The note was still there. Exactly where I’d put it fourteen years, three months, and twelve days ago.
For what felt like an eternity but was probably only a few minutes, I just sat there. Paralyzed by two equal and opposite fears.
I was terrified that opening that note would fundamentally change something I wasn’t ready to face.
And I was equally terrified that it wouldn’t change anything at all. That fourteen years had made it irrelevant, meaningless.
Just a relic from a past that no longer mattered.
When I finally unfolded it with hands that shook worse than the night she’d given it to me, my vision blurred immediately with tears.
Bella’s Words From The Past
“Chris,
If you’re reading this, it means you finally let yourself feel what we were both too afraid to say out loud that night. I don’t know where you’ll be when you open this, or how much time will have passed, or who you’ll be with when you do.

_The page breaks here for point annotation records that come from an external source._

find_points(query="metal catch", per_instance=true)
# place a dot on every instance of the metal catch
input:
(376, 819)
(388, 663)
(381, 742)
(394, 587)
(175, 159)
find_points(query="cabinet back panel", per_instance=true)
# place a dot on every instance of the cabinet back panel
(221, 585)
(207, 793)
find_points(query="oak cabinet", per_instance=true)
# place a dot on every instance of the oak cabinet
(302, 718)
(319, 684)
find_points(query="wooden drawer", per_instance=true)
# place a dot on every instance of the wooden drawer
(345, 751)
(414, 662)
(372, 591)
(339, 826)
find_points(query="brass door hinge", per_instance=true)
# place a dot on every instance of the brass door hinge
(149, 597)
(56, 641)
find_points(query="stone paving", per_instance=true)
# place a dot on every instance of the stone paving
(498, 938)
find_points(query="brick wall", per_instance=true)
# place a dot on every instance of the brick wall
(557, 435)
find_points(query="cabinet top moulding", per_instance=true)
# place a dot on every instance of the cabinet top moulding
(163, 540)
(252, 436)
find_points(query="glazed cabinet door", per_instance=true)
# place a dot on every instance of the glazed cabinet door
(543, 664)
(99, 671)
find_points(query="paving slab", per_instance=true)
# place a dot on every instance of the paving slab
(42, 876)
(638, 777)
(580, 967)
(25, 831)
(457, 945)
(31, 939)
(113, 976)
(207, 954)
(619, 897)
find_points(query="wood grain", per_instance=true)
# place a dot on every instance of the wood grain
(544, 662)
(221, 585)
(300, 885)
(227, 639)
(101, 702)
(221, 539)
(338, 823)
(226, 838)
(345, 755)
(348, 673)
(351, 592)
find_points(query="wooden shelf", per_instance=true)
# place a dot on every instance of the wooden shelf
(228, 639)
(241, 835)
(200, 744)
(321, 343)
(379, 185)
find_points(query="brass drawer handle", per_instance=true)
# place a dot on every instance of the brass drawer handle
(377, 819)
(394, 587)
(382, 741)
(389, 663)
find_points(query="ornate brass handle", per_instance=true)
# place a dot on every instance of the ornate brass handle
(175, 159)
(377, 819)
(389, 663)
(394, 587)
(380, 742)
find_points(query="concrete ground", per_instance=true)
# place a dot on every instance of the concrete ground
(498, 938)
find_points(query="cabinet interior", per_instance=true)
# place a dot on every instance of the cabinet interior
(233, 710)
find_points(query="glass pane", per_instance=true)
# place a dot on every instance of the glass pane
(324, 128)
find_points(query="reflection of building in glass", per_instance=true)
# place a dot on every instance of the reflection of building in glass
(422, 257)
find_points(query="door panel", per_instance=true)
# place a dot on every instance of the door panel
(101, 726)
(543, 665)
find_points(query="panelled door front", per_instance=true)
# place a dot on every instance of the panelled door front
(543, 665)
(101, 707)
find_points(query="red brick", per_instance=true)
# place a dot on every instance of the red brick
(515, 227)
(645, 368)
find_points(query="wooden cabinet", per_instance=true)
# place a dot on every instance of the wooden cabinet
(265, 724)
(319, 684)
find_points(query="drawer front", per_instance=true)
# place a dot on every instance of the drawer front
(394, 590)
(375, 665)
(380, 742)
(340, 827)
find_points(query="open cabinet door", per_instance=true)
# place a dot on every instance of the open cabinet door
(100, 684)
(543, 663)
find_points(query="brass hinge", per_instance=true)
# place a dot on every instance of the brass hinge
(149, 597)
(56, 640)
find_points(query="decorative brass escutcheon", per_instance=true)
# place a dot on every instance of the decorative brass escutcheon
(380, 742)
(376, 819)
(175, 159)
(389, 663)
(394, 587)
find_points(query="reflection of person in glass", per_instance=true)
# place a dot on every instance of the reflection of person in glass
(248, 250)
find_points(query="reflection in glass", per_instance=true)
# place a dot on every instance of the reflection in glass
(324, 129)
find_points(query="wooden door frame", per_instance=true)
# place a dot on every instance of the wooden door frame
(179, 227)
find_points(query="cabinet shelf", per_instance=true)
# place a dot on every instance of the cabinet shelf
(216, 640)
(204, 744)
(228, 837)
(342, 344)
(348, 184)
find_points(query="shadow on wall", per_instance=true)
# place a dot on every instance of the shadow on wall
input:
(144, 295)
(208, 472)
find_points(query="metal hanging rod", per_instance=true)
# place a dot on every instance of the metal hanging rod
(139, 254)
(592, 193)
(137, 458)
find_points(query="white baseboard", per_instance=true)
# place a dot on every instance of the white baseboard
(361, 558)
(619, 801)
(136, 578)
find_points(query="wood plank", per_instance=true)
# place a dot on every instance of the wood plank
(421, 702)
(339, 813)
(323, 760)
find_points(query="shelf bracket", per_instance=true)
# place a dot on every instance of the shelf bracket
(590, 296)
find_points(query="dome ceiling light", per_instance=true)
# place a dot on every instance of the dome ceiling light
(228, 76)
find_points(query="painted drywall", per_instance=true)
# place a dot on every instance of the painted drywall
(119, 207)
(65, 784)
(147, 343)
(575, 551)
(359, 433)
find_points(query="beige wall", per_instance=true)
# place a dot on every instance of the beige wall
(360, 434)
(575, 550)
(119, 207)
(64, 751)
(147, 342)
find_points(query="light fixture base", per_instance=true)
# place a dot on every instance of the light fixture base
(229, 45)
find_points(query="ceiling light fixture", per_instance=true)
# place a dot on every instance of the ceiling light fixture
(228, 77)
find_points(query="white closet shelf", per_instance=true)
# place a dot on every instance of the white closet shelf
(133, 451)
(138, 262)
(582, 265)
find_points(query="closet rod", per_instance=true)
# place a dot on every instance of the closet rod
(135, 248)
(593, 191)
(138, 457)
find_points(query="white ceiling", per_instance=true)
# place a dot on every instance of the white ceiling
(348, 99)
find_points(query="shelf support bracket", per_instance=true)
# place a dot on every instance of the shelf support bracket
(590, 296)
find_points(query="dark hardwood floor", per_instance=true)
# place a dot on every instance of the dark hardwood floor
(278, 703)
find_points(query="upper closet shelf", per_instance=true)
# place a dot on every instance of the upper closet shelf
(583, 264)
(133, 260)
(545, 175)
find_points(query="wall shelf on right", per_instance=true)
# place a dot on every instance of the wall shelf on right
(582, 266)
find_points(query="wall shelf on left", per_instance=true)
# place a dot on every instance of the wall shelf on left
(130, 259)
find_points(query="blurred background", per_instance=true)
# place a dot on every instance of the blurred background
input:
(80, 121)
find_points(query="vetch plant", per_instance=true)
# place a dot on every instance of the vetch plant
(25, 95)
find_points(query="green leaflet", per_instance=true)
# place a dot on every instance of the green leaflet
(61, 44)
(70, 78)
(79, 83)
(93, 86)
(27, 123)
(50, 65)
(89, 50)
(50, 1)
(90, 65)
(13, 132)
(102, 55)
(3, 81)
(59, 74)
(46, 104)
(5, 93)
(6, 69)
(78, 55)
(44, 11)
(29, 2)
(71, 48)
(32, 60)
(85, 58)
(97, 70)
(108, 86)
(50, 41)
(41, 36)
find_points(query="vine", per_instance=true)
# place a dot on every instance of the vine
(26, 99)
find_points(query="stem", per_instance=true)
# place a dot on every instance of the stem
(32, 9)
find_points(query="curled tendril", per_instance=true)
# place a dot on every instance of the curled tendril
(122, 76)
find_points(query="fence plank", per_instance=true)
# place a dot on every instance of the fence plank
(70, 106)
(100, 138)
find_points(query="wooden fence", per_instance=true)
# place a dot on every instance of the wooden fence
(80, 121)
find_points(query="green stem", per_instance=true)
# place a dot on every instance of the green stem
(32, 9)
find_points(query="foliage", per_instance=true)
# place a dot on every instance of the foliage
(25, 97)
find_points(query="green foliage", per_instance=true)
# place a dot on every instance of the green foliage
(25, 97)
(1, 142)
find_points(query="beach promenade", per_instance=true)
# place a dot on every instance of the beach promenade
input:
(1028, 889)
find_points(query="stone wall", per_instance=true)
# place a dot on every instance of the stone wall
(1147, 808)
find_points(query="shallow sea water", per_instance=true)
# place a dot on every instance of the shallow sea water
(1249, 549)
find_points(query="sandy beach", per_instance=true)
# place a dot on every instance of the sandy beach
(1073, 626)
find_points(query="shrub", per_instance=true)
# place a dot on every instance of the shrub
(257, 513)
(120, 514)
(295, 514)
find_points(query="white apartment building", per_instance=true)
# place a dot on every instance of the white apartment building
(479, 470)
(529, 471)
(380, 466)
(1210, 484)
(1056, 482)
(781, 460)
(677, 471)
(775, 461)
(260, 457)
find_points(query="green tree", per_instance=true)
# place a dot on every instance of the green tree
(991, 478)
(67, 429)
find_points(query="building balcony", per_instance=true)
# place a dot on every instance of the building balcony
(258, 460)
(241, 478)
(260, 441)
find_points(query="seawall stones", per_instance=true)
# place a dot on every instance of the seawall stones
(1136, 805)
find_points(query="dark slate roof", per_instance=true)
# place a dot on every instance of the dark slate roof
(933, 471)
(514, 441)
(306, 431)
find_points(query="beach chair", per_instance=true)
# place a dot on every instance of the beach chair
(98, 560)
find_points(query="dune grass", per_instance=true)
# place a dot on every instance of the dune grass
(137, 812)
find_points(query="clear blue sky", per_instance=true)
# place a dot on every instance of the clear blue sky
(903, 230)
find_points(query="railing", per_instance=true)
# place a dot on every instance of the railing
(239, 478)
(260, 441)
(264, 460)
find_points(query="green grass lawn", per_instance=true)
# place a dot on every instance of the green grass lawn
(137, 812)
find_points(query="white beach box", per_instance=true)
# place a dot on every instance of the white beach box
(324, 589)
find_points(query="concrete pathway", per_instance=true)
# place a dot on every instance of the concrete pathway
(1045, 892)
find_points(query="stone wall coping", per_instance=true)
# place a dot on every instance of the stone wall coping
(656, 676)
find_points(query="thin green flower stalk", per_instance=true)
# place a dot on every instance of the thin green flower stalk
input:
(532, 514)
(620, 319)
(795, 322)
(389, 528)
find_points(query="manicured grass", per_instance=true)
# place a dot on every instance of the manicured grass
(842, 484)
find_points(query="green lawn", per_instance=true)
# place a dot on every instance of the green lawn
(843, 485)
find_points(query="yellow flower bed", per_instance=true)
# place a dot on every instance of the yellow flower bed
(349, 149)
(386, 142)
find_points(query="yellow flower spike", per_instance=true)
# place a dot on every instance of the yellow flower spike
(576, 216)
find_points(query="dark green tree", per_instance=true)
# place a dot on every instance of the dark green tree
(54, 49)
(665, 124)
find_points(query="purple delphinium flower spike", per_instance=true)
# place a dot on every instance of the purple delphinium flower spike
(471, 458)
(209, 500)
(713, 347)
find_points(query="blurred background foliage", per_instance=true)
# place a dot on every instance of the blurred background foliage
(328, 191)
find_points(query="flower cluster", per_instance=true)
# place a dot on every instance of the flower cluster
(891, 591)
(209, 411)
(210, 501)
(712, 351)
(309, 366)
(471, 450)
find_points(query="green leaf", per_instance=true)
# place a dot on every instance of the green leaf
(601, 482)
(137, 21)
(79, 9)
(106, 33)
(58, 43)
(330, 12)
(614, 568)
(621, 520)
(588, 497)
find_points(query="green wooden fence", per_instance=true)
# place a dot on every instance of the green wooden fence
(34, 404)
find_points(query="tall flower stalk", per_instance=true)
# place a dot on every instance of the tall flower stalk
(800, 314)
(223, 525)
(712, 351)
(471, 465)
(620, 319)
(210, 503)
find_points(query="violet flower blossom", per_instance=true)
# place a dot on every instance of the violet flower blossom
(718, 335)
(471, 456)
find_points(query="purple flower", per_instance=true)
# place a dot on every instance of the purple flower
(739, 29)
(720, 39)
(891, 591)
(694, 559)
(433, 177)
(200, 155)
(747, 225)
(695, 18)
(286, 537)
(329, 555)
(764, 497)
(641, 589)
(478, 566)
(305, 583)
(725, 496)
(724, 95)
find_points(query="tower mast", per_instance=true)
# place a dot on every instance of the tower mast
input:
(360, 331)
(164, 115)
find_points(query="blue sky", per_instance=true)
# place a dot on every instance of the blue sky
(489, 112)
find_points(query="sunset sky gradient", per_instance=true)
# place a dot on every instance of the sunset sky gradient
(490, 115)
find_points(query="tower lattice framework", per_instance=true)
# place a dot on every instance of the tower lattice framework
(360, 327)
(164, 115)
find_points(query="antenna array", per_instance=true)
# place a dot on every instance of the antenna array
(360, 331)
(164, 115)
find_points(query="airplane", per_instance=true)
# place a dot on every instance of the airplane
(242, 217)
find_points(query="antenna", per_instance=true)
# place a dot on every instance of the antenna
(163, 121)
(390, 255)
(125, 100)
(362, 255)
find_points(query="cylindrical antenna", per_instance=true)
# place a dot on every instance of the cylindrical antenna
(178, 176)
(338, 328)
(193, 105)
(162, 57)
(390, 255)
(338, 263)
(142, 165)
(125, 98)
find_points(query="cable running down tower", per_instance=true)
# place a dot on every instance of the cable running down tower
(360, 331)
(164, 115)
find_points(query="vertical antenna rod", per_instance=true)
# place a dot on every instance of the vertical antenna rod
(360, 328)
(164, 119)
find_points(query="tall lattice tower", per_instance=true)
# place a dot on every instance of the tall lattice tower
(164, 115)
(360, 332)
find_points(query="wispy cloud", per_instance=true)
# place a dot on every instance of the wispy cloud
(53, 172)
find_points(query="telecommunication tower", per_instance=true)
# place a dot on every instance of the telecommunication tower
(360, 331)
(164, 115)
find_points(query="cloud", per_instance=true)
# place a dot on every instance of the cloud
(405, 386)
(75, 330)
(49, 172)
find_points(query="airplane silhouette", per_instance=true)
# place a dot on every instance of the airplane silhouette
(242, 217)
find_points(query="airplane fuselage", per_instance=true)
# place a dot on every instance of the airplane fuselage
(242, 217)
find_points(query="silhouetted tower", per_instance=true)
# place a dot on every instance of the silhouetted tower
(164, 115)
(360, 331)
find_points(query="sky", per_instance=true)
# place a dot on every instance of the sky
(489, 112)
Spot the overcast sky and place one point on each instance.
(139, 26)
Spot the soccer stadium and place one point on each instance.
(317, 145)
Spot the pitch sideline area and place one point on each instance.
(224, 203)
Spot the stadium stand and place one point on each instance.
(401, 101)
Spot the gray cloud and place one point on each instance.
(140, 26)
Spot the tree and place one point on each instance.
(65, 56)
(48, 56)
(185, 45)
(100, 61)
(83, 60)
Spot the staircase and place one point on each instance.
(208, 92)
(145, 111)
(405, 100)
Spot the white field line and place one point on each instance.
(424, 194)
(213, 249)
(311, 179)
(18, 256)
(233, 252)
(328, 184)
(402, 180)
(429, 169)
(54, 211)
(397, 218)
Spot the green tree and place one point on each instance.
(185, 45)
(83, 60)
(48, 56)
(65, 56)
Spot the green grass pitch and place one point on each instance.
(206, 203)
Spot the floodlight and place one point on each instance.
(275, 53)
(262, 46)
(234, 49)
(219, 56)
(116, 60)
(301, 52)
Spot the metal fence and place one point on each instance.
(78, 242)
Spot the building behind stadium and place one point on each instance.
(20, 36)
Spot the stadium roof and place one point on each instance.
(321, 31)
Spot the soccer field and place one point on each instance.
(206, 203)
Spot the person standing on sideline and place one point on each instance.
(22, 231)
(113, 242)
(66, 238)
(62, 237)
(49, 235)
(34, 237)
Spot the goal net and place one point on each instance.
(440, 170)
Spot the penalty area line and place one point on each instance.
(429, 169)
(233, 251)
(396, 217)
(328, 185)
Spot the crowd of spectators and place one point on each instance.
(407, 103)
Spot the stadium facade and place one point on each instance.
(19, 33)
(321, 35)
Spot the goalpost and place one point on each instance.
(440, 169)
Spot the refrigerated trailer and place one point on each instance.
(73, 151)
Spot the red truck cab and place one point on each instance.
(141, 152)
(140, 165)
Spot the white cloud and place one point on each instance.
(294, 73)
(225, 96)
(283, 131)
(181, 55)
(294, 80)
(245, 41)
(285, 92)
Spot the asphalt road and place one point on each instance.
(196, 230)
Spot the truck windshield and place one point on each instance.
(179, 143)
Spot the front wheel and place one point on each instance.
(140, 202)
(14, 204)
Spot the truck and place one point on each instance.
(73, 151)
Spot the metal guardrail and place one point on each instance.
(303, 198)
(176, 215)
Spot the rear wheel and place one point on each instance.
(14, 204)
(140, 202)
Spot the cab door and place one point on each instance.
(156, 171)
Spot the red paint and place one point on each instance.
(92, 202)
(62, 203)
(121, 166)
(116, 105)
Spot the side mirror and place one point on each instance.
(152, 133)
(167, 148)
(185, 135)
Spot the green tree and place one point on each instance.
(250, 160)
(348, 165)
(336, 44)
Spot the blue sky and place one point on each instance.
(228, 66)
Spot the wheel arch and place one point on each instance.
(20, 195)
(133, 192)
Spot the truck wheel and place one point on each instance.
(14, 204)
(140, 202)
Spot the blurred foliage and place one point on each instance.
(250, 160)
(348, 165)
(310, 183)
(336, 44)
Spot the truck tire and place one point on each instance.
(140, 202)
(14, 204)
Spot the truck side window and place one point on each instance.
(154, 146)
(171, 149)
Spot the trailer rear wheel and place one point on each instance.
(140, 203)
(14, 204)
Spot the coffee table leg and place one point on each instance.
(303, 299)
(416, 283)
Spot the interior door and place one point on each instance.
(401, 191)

But I need you to know something, and I need you to know it in my own words, written down where you can read them as many times as you need to.
I never stopped loving you. I know I never will.
I know you’re leaving for Germany tomorrow. I know medical school is your dream, and I would never, ever ask you to give that up for me.
I love you too much to be the reason you don’t become who you’re meant to be. But I need you to hear this at least once in your life, even if it ends up being too late by the time you do.
If you ever come back to Millbrook. If you ever wonder whether what we had mattered as much to me as it did to you—it did.
It mattered more than I have words to explain. It always has. It always will.
I’ll be here. Until life takes me somewhere else.
I love you. I always will.
Bella”
I read it three times, tears streaming down my face unchecked. Once sitting on that trunk in the dusty attic, my breath coming in ragged gasps.
Once in my car after I’d grabbed my wallet and keys in a daze.
And once in the long-term parking lot at Logan Airport. After I’d driven there on pure autopilot and bought a ticket on the first flight to Albany.
The words had soaked into me like water into sand. Filling empty spaces I didn’t even know existed.
Answering questions I’d stopped asking years ago because the answers seemed impossibly out of reach.
Fourteen years of emotional distance suddenly made perfect, terrible sense. The hollow feeling that had followed me through every relationship.
The restlessness that never quite went away no matter how successful I became.
The persistent sense that something crucial remained unfinished. Waiting patiently for me to be ready to face it.